Further, according to the present invention, the entrance seal of the developing device can be protected, the life of the photosensitive drum can be prolonged, and toner scattering can be prevented.

[Brief description of the drawings]

FIG. 1 is an overall schematic view of a copying machine using the present invention, FIG. 2 is a sectional view of a developing device, FIG. 3 is an output circuit diagram of a toner density detecting means, FIG. FIG. 5 is a time chart of the toner density setting control mode, FIG. 6 is a time chart of the toner end recovery mode, and FIGS.
FIG. 10 is a control flow diagram, and FIG. 11 is a diagram illustrating the relationship between a photosensitive drum and a developing sleeve when a conventional toner density is set. 3 photoreceptor 6 transfer drum 5 developing device 8 cleaning device 13 pre-cleaning static elimination charger 23 developing sleeve 25 toner concentration sensor

──────────────────────────────────────────────────続 き Continuation of the front page (72) Inventor Shinichi 1-3-1 Nakamagome, Ota-ku, Tokyo Inside Ricoh Co., Ltd. (56) References JP-A-58-80677 (JP, A) JP-A Sho 62-75569 (JP, A) JP-A-63-210872 (JP, A) JP-A-62-109078 (JP, A) (58) Fields investigated (Int.
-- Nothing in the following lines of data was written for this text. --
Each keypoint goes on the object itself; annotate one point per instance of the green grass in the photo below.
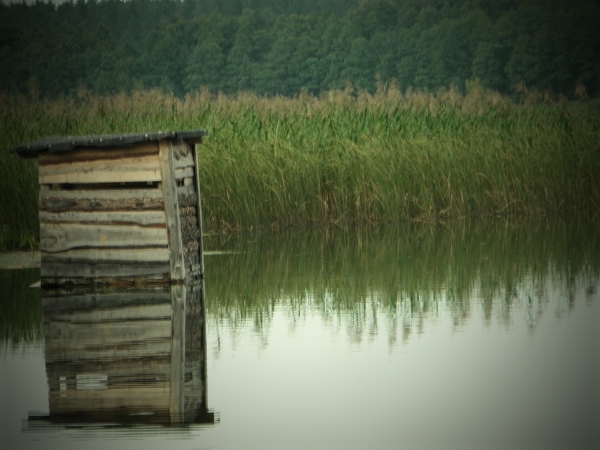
(398, 278)
(345, 156)
(21, 320)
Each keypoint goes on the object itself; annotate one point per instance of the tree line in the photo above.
(287, 46)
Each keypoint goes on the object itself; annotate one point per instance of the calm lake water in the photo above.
(469, 335)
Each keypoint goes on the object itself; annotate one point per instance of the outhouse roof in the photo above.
(58, 144)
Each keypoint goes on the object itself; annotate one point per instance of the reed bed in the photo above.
(21, 321)
(397, 280)
(389, 156)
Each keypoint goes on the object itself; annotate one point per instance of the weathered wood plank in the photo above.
(109, 298)
(112, 255)
(133, 349)
(177, 351)
(182, 156)
(142, 168)
(104, 176)
(102, 200)
(98, 335)
(185, 172)
(158, 368)
(107, 153)
(100, 270)
(144, 218)
(132, 313)
(185, 190)
(199, 210)
(56, 237)
(151, 397)
(172, 209)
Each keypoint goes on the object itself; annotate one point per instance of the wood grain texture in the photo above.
(60, 237)
(108, 255)
(199, 211)
(141, 218)
(160, 311)
(178, 303)
(91, 154)
(105, 270)
(185, 172)
(172, 210)
(102, 200)
(182, 155)
(130, 168)
(97, 335)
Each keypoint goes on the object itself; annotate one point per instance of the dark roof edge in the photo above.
(58, 144)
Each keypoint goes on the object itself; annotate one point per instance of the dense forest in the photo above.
(287, 46)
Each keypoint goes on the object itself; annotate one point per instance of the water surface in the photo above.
(468, 335)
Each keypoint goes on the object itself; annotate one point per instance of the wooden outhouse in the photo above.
(122, 208)
(129, 357)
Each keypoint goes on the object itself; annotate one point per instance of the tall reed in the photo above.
(346, 155)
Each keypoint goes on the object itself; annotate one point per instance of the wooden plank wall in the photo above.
(109, 355)
(135, 355)
(119, 214)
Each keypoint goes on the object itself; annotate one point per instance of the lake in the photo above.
(473, 334)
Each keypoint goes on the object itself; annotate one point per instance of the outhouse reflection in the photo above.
(125, 357)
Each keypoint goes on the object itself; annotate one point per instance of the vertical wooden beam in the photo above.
(178, 300)
(199, 211)
(169, 187)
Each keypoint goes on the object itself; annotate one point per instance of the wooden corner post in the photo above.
(169, 187)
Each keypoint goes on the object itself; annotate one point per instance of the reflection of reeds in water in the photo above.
(392, 280)
(20, 308)
(388, 156)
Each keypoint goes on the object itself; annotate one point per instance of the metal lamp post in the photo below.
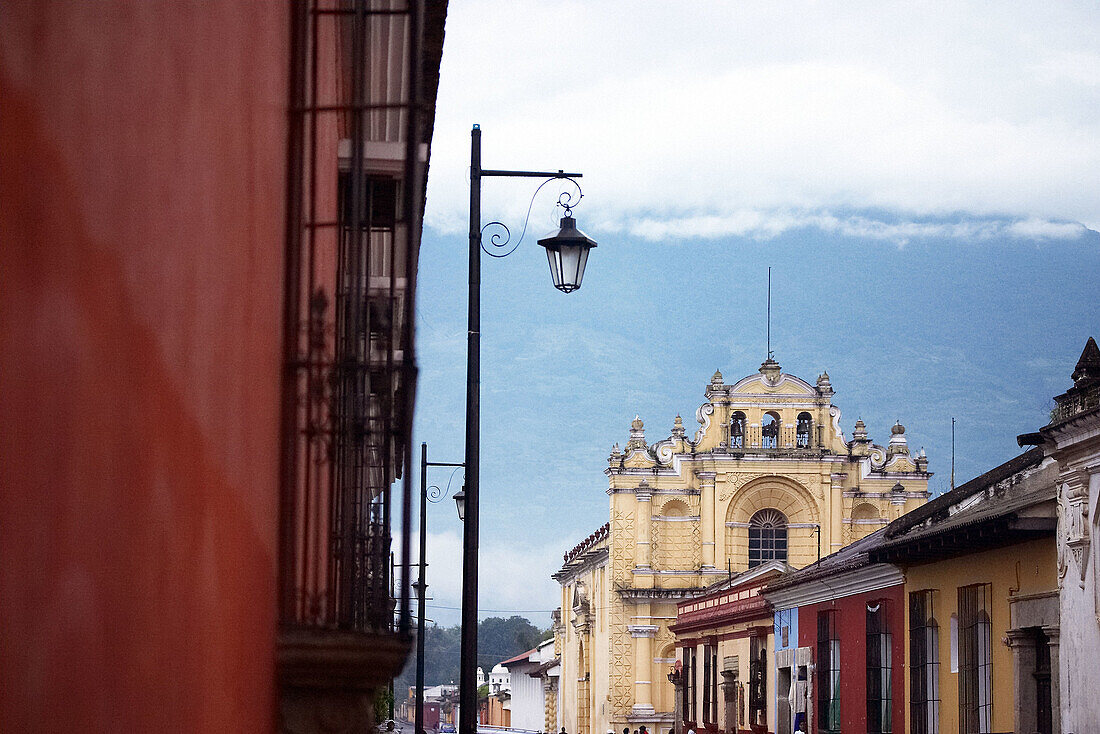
(567, 253)
(420, 587)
Cl. ⁶ , DB name) G03G 15/00 303 G03G 21/00 370-540 G03G 15/08-15/09 G03G 21/06-21/08

Claims (1)

(57) [Claims] 1. An electrostatic latent image comprising a toner and a carrier.
In an image forming apparatus that forms a visible image by developing with a component developer, the developer is exchanged / supplied in a non-image forming mode.
When detecting the mixture ratio of the toner and the carrier, the photosensitive member that forms the electrostatic latent image, the cleaning device for the photosensitive member, and the pre-cleaning static elimination device are operated.
An image forming apparatus, wherein the developing device is operated after the operation of the photosensitive member and the cleaning device is stabilized.